Iridium plans to launch a service that would allow air traffic agencies and air navigation service providers to track aircraft anywhere in the world, including over oceans and remote regions. Through Aireon, a joint venture between Iridium and NAV Canada, an air traffic management company, the service will deliver revolutionary surveillance capability to air navigation service providers and their commercial airline customers, said Iridium CEO Matthew Desch Tuesday at the National Press Club in Washington. Iridium and its partners are developing a capability that will “finally give airline and air traffic control agencies a revolutionary tool that can help eliminate the things that become the biggest headaches when we fly,” he said.

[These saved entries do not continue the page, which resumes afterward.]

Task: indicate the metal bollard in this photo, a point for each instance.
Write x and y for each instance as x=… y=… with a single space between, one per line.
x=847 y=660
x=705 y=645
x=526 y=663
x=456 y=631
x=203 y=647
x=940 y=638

Members of the House Judiciary Internet Subcommittee reaffirmed their support for baseline privacy guidelines for mobile and Web services that collect, use and sell personal information. The call at a hearing Tuesday comes as NTIA prepares for its first meeting with multi-stakeholder representatives to develop legally enforceable privacy codes of conduct. (See separate report in this issue.) Industry representatives from eBay, TRUSTe and mobile application developers said they too supported basic federal privacy guidelines to bolster the industry’s self-regulatory privacy regime.